Dr. Myrton Smith, President, Medical Association of Jamaica

Days after doctors resumed elective surgeries at Kingston Public Hospital (KPH), their colleagues in the North East Regional Health Authority (NEHRA) have made a similar decision.
   
The Medical Association of  Jamaica (MAJ) confirmed on Monday that the doctors had returned because their demand for additional supplies to be used in surgeries has been partially met.     
   
The North East Region includes facilities such as Port Maria Hospital and St Ann's Bay Hospital.   
   
Shortly after the release of  the results of a widely publicised health audit, doctors at KPH began performing only emergency surgeries.
It was reported that, due to the short supply of  some items needed for surgeries, doctors refrained from performing operations to avoid possible liability.
   
Dr. Myrton Smith, MAJ President, speaking on RJR's Beyond the Headlines, on Monday, confirmed that some of  the essential items needed are now in stock, and therefore, according to him, the doctors are comfortable, once again, to perform surgical duties.
   
Dr. Smith declared, however, that the long term situation of uncertainty is untenable and needs to be corrected.

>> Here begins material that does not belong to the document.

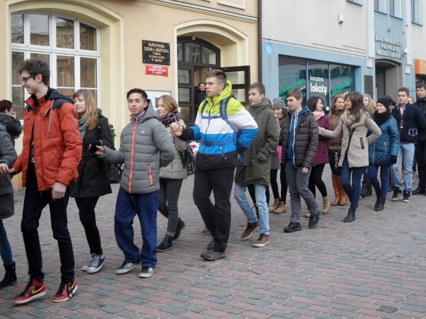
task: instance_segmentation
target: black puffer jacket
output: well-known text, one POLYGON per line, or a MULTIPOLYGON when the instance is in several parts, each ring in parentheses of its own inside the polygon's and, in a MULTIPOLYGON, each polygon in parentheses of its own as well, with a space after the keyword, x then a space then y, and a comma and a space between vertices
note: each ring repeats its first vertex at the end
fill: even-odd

"Certainly, at the KPH, some of the services were going to be curtailed, and limited to dire emergencies only in the interim, until the supplies were increased; and I gather that there were some increases in the supplies to that area," he reported.

Despite that short term outcome at KPH and in the North East Region, he stressed that "this needs to be sustainable and sustained."
                               
One of  the revelations from the audit of  public hospitals was that doctors were re-using disposable items to treat patients, because of supply shortages.